Health Benefits of Alcohol Beyond Hydration
Lastly, dehydration can delay muscle recovery after physical activity. When muscles are dehydrated, they are more susceptible to damage and injury, which can lead to delayed recovery and increased muscle soreness. If you mix alcohol with caffeinated drinks (ex. rum and Coke), you’re also increasing your dehydration factor, as caffeine will make you pee more which leads to further dehydration. If you are looking for a performance-enhancing jolt of caffeine, it may be best to just stick with water.
Dehydration contributes to hangovers but is just a piece of the puzzle. Drink water when you feel thirsty, and even if you don’t feel thirsty. It can be easy to mistake that you are hydrated when you’ve been sipping on a cocktail all evening. These foods also have the bonus of being easy on the digestive system if yours is upset from drinking too much alcohol. The good news is you can reduce these side effects with a game plan to replace the lost fluids. Together, ethanol and acetaldehyde cause a tangle of issues your body has to deal with when you drink.
Common Myths About Hangovers
If you are experiencing dry mouth or skin, headaches, muscle cramps, or dark colored urine, these are signs of dehydration.
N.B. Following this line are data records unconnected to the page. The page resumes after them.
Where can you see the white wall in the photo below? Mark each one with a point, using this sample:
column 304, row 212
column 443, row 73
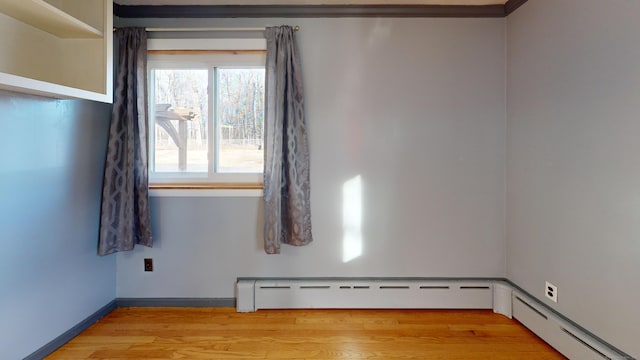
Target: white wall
column 416, row 108
column 573, row 160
You can usually reverse dehydration by taking in more fluids, but some people may be at risk of complications. The higher the alcohol content, the more dehydrating the drink will be. Stick to beer and wine to mitigate any dehydration you may experience.
Does alcohol actually dehydrate you?
How does drinking alcohol dehydrate you? One of the main causes of a hangover is dehydration, and drinking alcohol dehydrates you faster thanks to its diuretic effects. When your body senses that you're getting dehydrated in general, it produces a hormone called Vasopressin which reduces the need to urinate.
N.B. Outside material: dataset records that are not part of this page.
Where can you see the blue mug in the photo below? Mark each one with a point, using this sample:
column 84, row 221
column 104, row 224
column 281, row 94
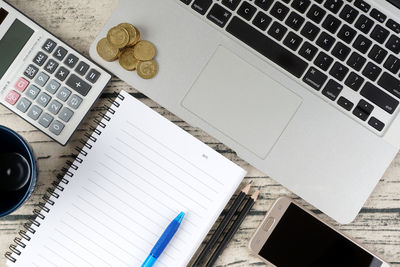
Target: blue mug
column 13, row 144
When you wake up, this can lead to some negative effects of dehydration. Interestingly, dark liquor also seems to be more dehydrating than light/clear liquors. That’s because they contain high levels of tannins and acetaldehyde. So, when drinking https://ecosoberhouse.com/article/how-to-naturally-reduce-alcohol-cravings/ liquors like whiskey and brandy, it’s especially important to consider how many drinks you’ve consumed versus glasses of water. Alcohol actually interferes with your body’s production of vasopressin, or antidiuretic hormone (ADH).
Consuming alcohol while dehydrated will just make dehydration worse. The diuretic effects will cause your body to lose water faster due to increased urination. The best way to ensure proper hydration is to drink plenty of water.
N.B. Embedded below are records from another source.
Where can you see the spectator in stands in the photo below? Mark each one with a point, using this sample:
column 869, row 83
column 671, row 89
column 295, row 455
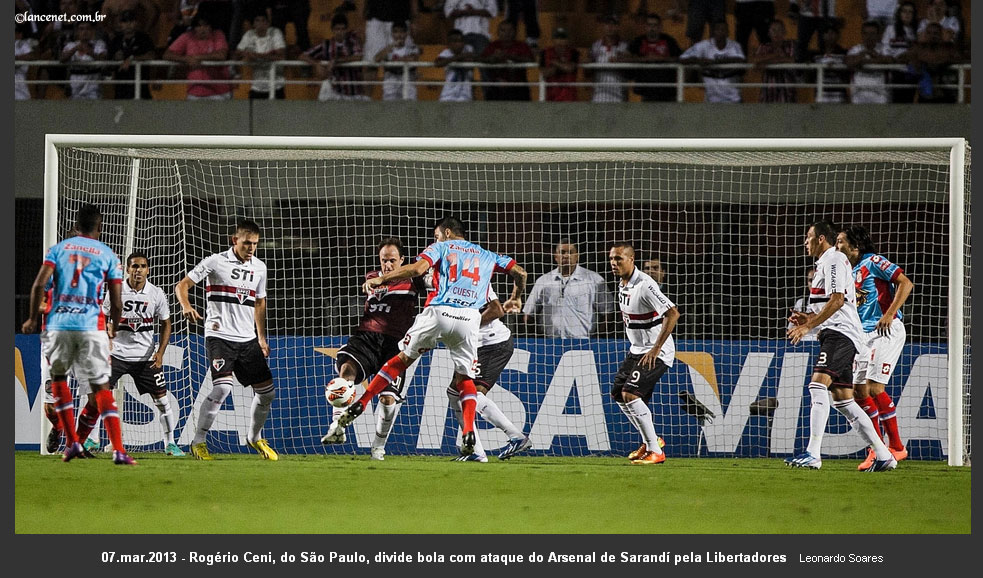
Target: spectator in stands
column 506, row 50
column 898, row 39
column 868, row 86
column 559, row 65
column 199, row 44
column 930, row 60
column 457, row 81
column 655, row 46
column 812, row 18
column 720, row 84
column 380, row 15
column 263, row 44
column 472, row 18
column 753, row 15
column 343, row 47
column 530, row 16
column 128, row 45
column 401, row 48
column 84, row 80
column 834, row 55
column 777, row 51
column 609, row 85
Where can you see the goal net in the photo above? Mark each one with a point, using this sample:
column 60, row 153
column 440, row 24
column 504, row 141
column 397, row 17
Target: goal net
column 726, row 219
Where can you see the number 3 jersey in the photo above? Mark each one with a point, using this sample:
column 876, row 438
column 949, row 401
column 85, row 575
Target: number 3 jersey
column 134, row 339
column 232, row 288
column 642, row 307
Multi-flavor pouches are available for mixing it up, and subscriptions allow users to save 25%. Perhaps you dehydrated yourself while exercising or spending all day in the hot sun. Alcohols like whiskey and brandy have high levels of congeners, including tannins and acetaldehyde. These might lead to dehydration more quickly, according to a 2010 study  . A vodka with soda is likely more hydrating than just a shot of vodka because you’re consuming more fluids from the soda. But that doesn’t mean you shouldn’t enjoy an adult beverage or two from time to time.
Alcohol begins to build up in your bloodstream
Alcohol does not create the effects of dehydration, electrolyte imbalance, and vitamin deficiency that we grew up believing it did. Stoutz emphasizes the importance of hydrating before and during drinking, which does alcohol dehydrate you can minimize how dehydrated you become. “Stronger alcohol might provoke more dehydration, but it truly has not been studied enough to know for sure,” she says, pointing to a 2017 study published in Nutrients.